Akşemseddîn bundan sonra hocasının yanından hiç ayrılmadı. Sohbetlerini kaçırmayarak, kalplere şifâ olan nasihatlarını zevkle dinlemye başladı. Hacı Bayram-ı Velî'nin teveccühleri altında, kısa zamanda bütün talebe arkadaşlarının önüne geçti. Nefsini terbiye etmekte herkesten ileri gitti.

Akşemseddîn'e icâzet, diploma verdiğinde, bâzıları;

"Efendim! Sizde yıllarca okuyan talebelere hilâfet vermediğiniz hâlde, bu yeni gelen Akşemseddîn'i kısa zamanda hilâfet ile şereflendirdiniz?" dediler.

Hâcı Bayram-ı Velî de;

"Bu öyle bir kösedir ki, bizden her ne görüp duydu ise hemen inandı. Gördüklerinin ve işittiklerinin hikmetini de bizzât kendisi anladı. Fakat yanımda yıllardır çalışan talebeler, gördüklerinin ve duyduklarının hikmetini anlayamayıp bana sorarlar. Ona hilâfet vermemizin sebebi işte budur." diye cevap verdi.

Hacı Bayram-ı Velî, hem talebelerini yetiştiriyor, hem de belli saatlerde câmide insanlara vâz ve nasîhat ediyordu. Herkes Hacı Bayram-ı Velî'nin vâzlarına koşuyor, bâzı kerâmetlerini görünce, ona daha çok bağlanıyorlardı. Bu şekilde Hacı Bayram'ın etrafında pekçok kimsenin toplandığını gören bâzı hasetçiler, Pâdişâh İkinci Murâd Hana;

"Sultânım! Ankara'da Hacı Bayram isminde biri, bir yol tutturarak halkı başına toplamış. Aleyhinizde bâzı sözler söyleyip saltanatınıza kasdedermiş. Bir isyân çıkarmasından korkarız!" diyerek iftirâlarda bulundular. Bunun üzerine sultan, durumun tetkik edilmesi için iki kişi vazifelendirip;

"O kimseyi hemen gidip huzûrumuza getirin. Emrimize baş kaldırıp isyân ederse, zincire vurarak getirin!" emrini verdi.
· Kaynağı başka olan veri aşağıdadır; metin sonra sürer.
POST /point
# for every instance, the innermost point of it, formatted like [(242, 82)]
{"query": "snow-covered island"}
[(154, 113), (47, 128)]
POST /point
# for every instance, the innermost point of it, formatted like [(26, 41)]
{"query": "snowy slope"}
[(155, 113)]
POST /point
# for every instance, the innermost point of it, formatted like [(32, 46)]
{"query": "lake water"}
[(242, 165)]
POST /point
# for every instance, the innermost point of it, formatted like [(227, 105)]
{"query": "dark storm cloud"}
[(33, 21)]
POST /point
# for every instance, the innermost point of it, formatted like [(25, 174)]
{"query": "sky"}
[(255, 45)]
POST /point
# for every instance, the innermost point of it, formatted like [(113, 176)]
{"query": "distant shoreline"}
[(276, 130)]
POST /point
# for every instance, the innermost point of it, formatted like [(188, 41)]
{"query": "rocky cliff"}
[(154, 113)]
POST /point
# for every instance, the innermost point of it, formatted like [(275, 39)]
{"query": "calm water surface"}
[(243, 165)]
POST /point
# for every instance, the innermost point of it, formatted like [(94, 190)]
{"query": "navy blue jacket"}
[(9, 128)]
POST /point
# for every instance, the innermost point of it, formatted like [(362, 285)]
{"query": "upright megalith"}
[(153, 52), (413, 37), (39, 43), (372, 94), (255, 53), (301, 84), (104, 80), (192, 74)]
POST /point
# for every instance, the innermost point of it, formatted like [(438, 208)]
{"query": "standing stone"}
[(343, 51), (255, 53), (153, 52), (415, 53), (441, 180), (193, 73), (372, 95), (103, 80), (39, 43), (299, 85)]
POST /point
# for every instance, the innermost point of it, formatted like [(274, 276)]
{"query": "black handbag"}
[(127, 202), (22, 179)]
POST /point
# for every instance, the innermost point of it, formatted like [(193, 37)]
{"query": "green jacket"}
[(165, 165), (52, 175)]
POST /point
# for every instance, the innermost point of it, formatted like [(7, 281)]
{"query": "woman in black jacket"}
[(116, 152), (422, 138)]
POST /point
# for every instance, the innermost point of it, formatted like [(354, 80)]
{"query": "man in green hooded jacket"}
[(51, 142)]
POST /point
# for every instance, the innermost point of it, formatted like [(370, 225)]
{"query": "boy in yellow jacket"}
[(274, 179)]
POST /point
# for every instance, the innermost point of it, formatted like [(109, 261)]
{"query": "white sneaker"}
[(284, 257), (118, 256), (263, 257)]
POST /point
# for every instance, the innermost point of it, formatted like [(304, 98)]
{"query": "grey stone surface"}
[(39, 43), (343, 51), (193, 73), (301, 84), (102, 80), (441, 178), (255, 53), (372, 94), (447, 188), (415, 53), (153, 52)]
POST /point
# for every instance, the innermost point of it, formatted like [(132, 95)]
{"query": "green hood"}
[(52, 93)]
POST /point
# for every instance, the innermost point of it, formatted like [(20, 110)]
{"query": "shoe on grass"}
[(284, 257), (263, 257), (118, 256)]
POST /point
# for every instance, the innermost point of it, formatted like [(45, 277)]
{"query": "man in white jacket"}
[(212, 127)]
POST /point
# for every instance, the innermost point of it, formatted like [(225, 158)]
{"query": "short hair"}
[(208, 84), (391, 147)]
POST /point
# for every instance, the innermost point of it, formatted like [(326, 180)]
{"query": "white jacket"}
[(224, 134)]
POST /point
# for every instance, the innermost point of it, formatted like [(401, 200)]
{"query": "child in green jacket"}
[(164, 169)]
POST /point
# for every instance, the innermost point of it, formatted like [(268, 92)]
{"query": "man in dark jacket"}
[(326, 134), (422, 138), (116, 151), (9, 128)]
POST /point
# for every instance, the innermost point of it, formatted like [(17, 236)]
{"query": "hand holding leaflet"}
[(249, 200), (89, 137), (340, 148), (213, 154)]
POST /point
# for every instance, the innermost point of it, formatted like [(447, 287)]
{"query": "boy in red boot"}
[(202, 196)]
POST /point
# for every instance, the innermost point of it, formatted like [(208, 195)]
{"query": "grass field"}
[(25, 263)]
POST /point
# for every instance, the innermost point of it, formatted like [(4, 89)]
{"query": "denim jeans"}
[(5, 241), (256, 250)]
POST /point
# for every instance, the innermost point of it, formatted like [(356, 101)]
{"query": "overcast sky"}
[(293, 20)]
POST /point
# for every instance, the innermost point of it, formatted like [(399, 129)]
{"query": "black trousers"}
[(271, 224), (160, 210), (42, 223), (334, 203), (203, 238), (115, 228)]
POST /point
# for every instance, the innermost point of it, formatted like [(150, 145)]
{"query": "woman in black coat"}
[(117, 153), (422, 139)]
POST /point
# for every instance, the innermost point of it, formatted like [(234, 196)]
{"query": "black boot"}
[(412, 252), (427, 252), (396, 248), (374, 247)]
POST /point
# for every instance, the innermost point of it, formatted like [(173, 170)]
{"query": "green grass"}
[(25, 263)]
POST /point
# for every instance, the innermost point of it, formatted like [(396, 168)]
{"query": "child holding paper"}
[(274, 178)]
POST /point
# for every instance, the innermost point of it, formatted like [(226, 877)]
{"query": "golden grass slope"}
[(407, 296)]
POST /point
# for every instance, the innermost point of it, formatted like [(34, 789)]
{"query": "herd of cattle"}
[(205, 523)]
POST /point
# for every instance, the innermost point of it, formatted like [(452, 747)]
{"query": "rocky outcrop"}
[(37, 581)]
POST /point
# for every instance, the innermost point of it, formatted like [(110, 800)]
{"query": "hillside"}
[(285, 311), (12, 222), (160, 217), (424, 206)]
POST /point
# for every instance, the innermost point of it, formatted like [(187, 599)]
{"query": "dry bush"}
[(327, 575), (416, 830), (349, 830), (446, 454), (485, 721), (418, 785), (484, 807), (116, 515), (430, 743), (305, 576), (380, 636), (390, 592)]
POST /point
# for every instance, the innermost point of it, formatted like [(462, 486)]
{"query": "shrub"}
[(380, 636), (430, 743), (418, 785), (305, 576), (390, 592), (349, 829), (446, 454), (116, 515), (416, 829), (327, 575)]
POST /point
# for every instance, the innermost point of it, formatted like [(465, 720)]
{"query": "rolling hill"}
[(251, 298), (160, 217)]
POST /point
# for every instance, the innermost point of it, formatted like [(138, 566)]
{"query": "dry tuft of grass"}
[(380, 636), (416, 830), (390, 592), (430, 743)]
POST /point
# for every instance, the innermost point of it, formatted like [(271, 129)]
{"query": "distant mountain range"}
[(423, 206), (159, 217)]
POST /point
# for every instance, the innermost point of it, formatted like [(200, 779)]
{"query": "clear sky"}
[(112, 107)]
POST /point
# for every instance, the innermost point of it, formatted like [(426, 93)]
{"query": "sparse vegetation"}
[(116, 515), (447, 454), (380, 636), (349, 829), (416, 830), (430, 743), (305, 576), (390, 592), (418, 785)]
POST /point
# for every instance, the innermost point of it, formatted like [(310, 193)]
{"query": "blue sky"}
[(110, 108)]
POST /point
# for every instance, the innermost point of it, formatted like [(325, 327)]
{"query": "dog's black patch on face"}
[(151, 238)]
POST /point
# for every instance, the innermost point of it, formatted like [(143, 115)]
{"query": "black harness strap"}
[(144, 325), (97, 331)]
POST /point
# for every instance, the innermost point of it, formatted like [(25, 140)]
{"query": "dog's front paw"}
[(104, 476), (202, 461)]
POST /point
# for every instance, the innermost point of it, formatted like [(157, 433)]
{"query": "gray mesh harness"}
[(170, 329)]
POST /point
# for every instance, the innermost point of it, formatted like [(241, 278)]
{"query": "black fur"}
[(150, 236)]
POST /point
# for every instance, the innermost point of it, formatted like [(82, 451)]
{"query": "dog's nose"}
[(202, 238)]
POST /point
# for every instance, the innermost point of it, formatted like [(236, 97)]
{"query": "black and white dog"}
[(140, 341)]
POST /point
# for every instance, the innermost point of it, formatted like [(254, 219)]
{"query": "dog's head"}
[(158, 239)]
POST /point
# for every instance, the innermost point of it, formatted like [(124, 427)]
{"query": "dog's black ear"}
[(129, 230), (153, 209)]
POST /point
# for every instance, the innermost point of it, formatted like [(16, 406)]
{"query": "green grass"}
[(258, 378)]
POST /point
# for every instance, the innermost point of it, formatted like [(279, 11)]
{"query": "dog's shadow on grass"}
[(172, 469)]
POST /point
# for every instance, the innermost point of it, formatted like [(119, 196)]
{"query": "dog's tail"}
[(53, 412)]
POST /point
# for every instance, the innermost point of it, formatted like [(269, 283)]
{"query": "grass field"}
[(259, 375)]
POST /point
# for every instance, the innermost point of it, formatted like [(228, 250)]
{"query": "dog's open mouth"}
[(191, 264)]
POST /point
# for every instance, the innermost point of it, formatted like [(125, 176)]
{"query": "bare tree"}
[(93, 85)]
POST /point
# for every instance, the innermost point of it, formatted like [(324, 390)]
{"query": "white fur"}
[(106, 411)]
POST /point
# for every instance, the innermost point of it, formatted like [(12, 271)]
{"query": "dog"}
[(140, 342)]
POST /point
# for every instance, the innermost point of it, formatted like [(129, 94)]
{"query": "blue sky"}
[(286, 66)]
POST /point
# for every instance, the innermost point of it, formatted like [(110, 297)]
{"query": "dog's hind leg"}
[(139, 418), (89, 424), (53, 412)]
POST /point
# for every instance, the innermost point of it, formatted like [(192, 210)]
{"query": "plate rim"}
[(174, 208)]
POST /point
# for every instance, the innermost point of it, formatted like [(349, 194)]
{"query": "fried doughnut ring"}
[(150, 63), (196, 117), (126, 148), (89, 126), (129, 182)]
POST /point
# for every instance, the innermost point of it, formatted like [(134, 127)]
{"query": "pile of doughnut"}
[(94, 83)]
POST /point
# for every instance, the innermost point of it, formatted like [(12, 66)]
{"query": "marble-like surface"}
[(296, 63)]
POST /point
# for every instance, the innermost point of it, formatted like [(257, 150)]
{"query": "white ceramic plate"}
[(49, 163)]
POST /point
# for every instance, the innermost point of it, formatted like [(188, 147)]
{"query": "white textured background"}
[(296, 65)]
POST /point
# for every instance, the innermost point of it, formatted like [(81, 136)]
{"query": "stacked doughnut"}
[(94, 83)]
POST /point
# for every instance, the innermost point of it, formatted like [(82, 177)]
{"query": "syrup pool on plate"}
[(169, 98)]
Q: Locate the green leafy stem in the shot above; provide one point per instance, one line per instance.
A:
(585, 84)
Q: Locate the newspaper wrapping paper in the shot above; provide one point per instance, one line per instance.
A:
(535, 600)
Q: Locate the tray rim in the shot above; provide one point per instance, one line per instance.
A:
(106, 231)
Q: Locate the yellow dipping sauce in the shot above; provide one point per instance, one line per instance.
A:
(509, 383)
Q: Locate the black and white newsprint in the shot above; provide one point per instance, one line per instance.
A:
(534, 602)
Vazifeli çavuşlar, ellerinde pâdişâhın fermânı olduğu hâlde, Edirne'den kalkıp süratle Ankara'ya gittiler. Şehre yaklaştıklarında önlerine, yaşlı, nûr yüzlü bir kimse ile bir genç çıktı. Selâmlaştıktan sonra ihtiyâr zât;

"Evlâtlarım! Nereden gelip nereye gidiyorsunuz?" diye sorunca, onlar da;

"Ankara'da Hacı Bayram isminde biri, etrâfına adamlar toplayıp, Pâdişâhımıza başkaldırmış. Onu yakalayıp pâdişâhın huzuruna götüreceğiz." dediler. Çavuşların bu sözünü bekleyen ihtiyâr zât;

"O aradığınız Hacı Bayram bu fakîrdir." diyerek, kendisini gösterdi. Çavuşlar bir fermâna baktılar, bir de Hacı Bayram-ı Velî'ye. Aradıkları isyâncı bu olamazdı. Bu nûr yüzlü, hoş sözlü zât, hiç isyân edecek birine benzemiyordu. Hacı Bayram-ı Velî'ye tekrar tekrar dikkatle baktıktan sonra, birbirlerine;

"Gidelim, Sultanımıza gidelim. Bu zâtın mâsûm olduğunu, söylenilenlerin yanlış olduğunu bildirelim." dediler.

Hacı Bayram;

"Evlatlar! Sizin geleceğinizi biliyorduk. Onun için yola çıkıp sizi bekledik. Pâdişâhımızın fermânı başımız üzerindedir. Haydi durmayınız, elimi zincirle bğlayınız ve bir an önce buradan gidelim." buyurdu.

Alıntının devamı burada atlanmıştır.